问题
I was playing around with the user-defined types and found out you can do something like this:
cqlsh:test> CREATE TYPE ping(time timestamp);
cqlsh:test> CREATE TYPE pong(time timestamp, ping frozen <ping>);
cqlsh:test> ALTER TYPE ping ADD pong frozen <pong>;
cqlsh:test> DESC TYPE ping ;
CREATE TYPE test.ping (
time timestamp,
pong frozen<pong>
);
cqlsh:test> DESC TYPE pong ;
CREATE TYPE test.pong (
time timestamp,
ping frozen<ping>
);
Is this relevant for any use case?
回答1:
Just came across this while working on a closely related Java driver ticket.

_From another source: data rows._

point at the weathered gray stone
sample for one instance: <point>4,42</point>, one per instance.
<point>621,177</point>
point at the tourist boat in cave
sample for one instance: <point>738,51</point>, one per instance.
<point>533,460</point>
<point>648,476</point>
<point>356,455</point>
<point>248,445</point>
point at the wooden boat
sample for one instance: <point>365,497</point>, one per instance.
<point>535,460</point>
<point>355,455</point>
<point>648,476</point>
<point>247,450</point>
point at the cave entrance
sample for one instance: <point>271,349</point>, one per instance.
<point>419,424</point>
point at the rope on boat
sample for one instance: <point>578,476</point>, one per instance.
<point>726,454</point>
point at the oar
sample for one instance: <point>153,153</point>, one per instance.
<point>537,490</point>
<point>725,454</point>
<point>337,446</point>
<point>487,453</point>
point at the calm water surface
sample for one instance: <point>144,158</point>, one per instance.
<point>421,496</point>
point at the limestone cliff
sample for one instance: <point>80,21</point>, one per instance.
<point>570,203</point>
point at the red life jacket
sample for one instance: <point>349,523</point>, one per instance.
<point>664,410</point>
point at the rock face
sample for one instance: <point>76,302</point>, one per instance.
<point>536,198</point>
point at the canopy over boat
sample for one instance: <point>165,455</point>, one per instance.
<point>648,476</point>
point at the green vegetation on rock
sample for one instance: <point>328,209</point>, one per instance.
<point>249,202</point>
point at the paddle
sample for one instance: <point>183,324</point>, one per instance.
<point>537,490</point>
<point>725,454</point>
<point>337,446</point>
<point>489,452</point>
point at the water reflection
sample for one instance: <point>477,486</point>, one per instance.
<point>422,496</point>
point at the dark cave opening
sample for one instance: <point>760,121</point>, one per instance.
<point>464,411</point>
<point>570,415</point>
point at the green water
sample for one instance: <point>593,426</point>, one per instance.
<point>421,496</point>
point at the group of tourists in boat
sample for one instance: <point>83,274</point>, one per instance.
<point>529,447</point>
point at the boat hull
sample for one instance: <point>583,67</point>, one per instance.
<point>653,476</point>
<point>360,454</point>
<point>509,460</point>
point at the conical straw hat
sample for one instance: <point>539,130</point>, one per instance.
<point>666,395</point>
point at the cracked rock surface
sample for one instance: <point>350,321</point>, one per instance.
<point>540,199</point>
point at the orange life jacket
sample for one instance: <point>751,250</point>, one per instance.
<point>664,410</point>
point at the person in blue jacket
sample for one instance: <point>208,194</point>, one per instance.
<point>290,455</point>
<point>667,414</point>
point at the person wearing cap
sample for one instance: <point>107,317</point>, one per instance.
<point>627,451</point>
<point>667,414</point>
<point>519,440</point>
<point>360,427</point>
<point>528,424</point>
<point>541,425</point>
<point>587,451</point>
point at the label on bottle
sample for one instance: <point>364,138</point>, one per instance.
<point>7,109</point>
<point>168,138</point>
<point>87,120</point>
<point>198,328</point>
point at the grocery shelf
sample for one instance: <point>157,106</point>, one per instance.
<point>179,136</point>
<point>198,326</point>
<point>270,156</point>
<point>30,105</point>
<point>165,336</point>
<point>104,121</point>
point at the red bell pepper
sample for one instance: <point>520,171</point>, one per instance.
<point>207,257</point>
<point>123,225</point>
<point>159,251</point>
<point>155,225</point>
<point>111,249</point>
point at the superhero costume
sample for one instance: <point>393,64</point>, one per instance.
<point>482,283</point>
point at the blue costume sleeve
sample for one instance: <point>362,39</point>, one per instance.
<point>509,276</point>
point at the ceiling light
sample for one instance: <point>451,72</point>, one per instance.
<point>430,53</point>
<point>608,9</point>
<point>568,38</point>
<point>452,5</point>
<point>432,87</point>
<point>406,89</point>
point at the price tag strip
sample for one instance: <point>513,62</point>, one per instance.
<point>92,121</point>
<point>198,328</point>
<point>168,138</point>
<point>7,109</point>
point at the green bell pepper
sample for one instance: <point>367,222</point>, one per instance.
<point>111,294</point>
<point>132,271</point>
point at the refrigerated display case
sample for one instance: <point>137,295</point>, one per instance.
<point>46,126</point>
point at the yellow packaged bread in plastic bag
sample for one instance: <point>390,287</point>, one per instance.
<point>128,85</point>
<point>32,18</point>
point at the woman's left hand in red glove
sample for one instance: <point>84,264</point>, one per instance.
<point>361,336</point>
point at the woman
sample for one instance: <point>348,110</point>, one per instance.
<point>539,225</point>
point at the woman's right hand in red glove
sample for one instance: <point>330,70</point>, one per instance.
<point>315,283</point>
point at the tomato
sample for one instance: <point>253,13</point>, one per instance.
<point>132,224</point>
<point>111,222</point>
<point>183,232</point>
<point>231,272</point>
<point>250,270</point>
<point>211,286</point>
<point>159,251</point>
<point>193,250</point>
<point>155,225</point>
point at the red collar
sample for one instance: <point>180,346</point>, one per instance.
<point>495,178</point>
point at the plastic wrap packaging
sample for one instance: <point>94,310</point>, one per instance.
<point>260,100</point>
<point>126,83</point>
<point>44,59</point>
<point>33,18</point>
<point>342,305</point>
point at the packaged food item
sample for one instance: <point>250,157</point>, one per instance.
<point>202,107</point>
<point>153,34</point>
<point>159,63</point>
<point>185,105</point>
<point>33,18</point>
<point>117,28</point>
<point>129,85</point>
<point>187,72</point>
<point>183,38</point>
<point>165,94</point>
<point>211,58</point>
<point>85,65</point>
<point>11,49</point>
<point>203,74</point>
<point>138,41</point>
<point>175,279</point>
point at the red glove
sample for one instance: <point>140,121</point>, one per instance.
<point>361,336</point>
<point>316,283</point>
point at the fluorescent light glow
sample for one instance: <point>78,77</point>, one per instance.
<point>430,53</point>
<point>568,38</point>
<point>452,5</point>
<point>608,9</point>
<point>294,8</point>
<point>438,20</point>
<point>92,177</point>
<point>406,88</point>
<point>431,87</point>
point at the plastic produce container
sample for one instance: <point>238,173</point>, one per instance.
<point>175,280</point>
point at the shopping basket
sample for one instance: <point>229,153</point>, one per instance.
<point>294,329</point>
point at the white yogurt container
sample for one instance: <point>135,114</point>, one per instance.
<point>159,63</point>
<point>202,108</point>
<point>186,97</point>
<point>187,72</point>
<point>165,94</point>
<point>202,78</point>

The schema appears to be recursive, but that doesn't work when you actually try to insert data:
// (using int instead of time for the sake of clarity)
cqlsh:test> create type ping(pingid int);
cqlsh:test> create type pong(pongid int, ping frozen<ping>);
cqlsh:test> alter type ping ADD pong frozen<pong>;
cqlsh:test> create table foo(ping frozen<ping> primary key);
// These are OK:
cqlsh:test> insert into foo(ping) values( {pingid:1} );
cqlsh:test> insert into foo(ping) values(
{ pingid:1,
pong: { pongid:2,
ping: {pingid: 3}}} );
// But notice what happens when you nest one more level:
cqlsh:test> insert into foo(ping) values(
{ pingid:1,
pong: { pongid:2,
ping: {pingid: 3,
pong: {pongid: 4}}}} );
InvalidRequest: code=2200 [Invalid query] message="Unknown field 'pong' in value of user
defined type ping"
Looks like the ping
that was used at the time pong
was defined is a "copy" that didn't see the effect of the ALTER statement. So my guess is that recursivity is not allowed and there is a missing check. I'll update my answer when I get confirmation from the Cassandra developers.

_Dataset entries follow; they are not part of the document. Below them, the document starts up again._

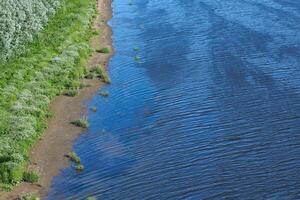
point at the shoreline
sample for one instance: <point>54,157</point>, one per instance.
<point>48,154</point>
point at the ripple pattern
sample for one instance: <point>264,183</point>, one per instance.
<point>211,110</point>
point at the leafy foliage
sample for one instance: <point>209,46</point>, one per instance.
<point>30,177</point>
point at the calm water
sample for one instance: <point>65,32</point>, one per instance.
<point>211,110</point>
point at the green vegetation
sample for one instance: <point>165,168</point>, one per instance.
<point>103,50</point>
<point>104,93</point>
<point>5,187</point>
<point>73,157</point>
<point>53,61</point>
<point>98,72</point>
<point>30,177</point>
<point>72,92</point>
<point>79,167</point>
<point>29,196</point>
<point>82,122</point>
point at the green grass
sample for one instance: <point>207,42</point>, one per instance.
<point>29,196</point>
<point>73,157</point>
<point>52,62</point>
<point>30,177</point>
<point>103,50</point>
<point>94,109</point>
<point>79,168</point>
<point>104,93</point>
<point>82,122</point>
<point>91,198</point>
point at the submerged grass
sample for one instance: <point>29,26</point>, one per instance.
<point>99,72</point>
<point>52,62</point>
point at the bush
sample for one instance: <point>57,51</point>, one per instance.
<point>79,168</point>
<point>103,50</point>
<point>72,92</point>
<point>23,20</point>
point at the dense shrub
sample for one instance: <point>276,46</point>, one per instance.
<point>55,59</point>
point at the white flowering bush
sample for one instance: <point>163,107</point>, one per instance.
<point>21,20</point>
<point>31,80</point>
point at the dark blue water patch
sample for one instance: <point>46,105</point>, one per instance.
<point>210,110</point>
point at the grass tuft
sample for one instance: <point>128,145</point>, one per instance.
<point>72,92</point>
<point>83,122</point>
<point>94,109</point>
<point>79,167</point>
<point>104,93</point>
<point>98,72</point>
<point>91,198</point>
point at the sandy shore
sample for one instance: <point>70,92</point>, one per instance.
<point>48,155</point>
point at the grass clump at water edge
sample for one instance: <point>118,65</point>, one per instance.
<point>99,72</point>
<point>104,50</point>
<point>29,196</point>
<point>82,122</point>
<point>29,81</point>
<point>30,177</point>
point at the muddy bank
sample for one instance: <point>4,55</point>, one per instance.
<point>47,156</point>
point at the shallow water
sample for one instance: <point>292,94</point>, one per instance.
<point>211,110</point>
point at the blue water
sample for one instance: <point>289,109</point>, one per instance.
<point>211,110</point>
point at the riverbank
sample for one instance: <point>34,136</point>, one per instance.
<point>47,156</point>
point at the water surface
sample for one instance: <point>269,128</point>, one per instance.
<point>204,104</point>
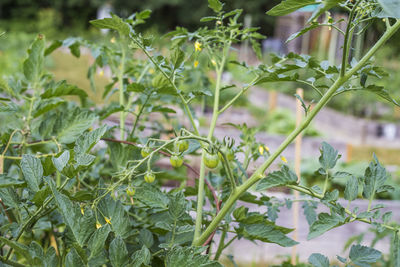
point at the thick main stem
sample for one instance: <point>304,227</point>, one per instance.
<point>258,174</point>
<point>200,193</point>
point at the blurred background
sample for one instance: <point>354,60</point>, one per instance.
<point>356,124</point>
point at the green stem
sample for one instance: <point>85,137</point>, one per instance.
<point>10,262</point>
<point>353,215</point>
<point>244,89</point>
<point>183,100</point>
<point>220,245</point>
<point>258,174</point>
<point>121,92</point>
<point>32,218</point>
<point>326,183</point>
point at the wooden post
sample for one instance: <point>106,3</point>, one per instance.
<point>297,163</point>
<point>1,164</point>
<point>272,100</point>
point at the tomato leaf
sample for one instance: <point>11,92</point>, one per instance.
<point>33,65</point>
<point>329,156</point>
<point>391,8</point>
<point>142,256</point>
<point>278,178</point>
<point>33,171</point>
<point>118,252</point>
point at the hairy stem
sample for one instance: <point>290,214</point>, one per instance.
<point>258,174</point>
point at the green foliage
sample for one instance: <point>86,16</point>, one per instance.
<point>93,200</point>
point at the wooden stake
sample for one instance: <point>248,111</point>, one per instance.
<point>1,164</point>
<point>349,152</point>
<point>297,163</point>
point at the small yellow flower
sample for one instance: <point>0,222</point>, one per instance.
<point>261,150</point>
<point>197,46</point>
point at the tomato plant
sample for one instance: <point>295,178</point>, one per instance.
<point>66,201</point>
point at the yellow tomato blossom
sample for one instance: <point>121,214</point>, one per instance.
<point>197,46</point>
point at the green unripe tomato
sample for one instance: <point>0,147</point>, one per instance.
<point>130,191</point>
<point>145,151</point>
<point>149,177</point>
<point>230,156</point>
<point>211,160</point>
<point>182,145</point>
<point>176,161</point>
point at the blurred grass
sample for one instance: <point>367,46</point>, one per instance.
<point>74,70</point>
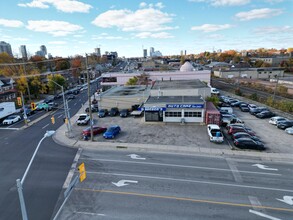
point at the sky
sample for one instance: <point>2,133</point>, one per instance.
<point>76,27</point>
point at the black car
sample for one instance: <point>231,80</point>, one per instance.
<point>244,135</point>
<point>265,114</point>
<point>102,113</point>
<point>254,111</point>
<point>124,113</point>
<point>248,143</point>
<point>113,111</point>
<point>285,124</point>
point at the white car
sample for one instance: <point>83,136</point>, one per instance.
<point>289,130</point>
<point>11,119</point>
<point>276,119</point>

One interesting side-effect is that you can delete neither ping
nor pong
after that :-)
EDIT: this is indeed something that ALTER TYPE
should not allow. See CASSANDRA-10339.
回答2:
Well, I haven't seen/heard of any of these use cases, but you could use such structures for storing trees or linked lists (even though Cassandra already supports lists so I'm not sure what the benefit would be).